SB 936 — Consumer Protection: High‑Risk Artificial Intelligence — Developer & Deployer Requirements

Status: Hearing scheduled Feb 27 at 1:00 p.m. | Introduced: Jan 2025
Primary focus: impose duties on developers and deployers of “high‑risk” AI to prevent algorithmic discrimination, require disclosures and risk management, and authorize enforcement by the Attorney General.

Purpose / Intent

To reduce unlawful “algorithmic discrimination” by requiring reasonable care, transparency, impact assessment, and risk‑management practices for AI systems that autonomously make or substantially contribute to consequential decisions affecting consumers.

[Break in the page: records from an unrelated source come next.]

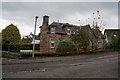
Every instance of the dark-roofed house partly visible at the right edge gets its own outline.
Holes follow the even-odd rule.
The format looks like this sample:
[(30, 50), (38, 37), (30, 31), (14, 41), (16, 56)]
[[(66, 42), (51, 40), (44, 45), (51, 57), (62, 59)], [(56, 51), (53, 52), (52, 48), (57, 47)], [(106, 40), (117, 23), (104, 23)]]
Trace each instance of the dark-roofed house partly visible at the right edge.
[(106, 36), (106, 43), (108, 43), (108, 38), (116, 37), (119, 34), (120, 34), (120, 29), (105, 29), (104, 35)]

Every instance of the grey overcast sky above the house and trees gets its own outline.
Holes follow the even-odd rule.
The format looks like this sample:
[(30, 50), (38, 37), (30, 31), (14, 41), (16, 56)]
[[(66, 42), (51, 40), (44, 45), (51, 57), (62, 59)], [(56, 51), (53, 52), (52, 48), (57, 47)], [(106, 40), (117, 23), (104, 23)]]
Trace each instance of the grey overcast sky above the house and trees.
[(103, 28), (118, 28), (117, 2), (3, 2), (0, 32), (13, 23), (17, 25), (22, 37), (29, 35), (34, 31), (35, 16), (39, 16), (36, 29), (38, 34), (44, 15), (49, 16), (49, 24), (58, 20), (74, 25), (92, 24), (93, 13), (97, 13), (97, 10), (101, 15), (99, 23), (102, 21), (103, 25), (106, 24)]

Key definitions (high level)

  • High‑risk AI system: an AI intended to autonomously make, or be a substantial factor in making, a consequential decision.
  • Consequential decisions include parole/probation, education enrollment, employment, lending, healthcare access, housing, insurance, marital status, and legal services.
  • Algorithmic discrimination: differential treatment or impact that unlawfully disfavors individuals/groups on protected characteristics (race, sex, disability, age, etc.).

Major requirements

Developer obligations (effective Feb 1, 2026)
- Must use reasonable care to prevent known or reasonably foreseeable algorithmic discrimination.
- May not provide a high‑risk AI to a deployer unless accompanied by disclosures about intended use, known limitations, and documentation necessary to conduct an impact assessment.
- Must update disclosures after any intentional, substantial modification.
- Generative AI producing synthetic content must mark outputs in detectable ways (subject to practicability and trade‑secret limits).

Deployer obligations (effective Feb 1, 2026)
- Design, implement, and maintain a documented risk‑management policy/program addressing algorithmic discrimination.
- Complete an impact assessment before initial deployment and prior to significant updates (a new assessment at least 90 days before major updates).
- Notify consumers when a high‑risk AI will be used to make consequential decisions and, if a decision is adverse, provide plain‑language information including opportunities to correct data and appeal with human review.

Enforcement & remedies

  • Maryland Office of the Attorney General (OAG) may investigate, require disclosures, bring civil actions, and adopt implementing regulations.
  • Consumers are authorized to bring civil actions against deployers under specified circumstances.
  • The bill includes a presumption that compliance with applicable standards = reasonable care; trade secret protections are preserved for certain developer disclosures.

Exemptions & limits

  • Certain federal government‑procured systems (with exceptions), regulated insurers, and HIPAA‑covered entities are partially exempt.
  • The law does not override other legal obligations (e.g., compliance with federal/state law, law‑enforcement cooperation).

Fiscal & practical impact

  • State: OAG staffing/expenditures increase at least minimally beginning FY2026 to enforce the law; penalty revenue not expected to be material.
  • Private sector: potential meaningful impact on small businesses that develop or deploy high‑risk AI due to documentation, assessment, and compliance obligations.

Timeline / Effective date

  • Substantive requirements begin February 1, 2026 (per bill text).

Compiled from official sources — confirm details with the bill’s official record.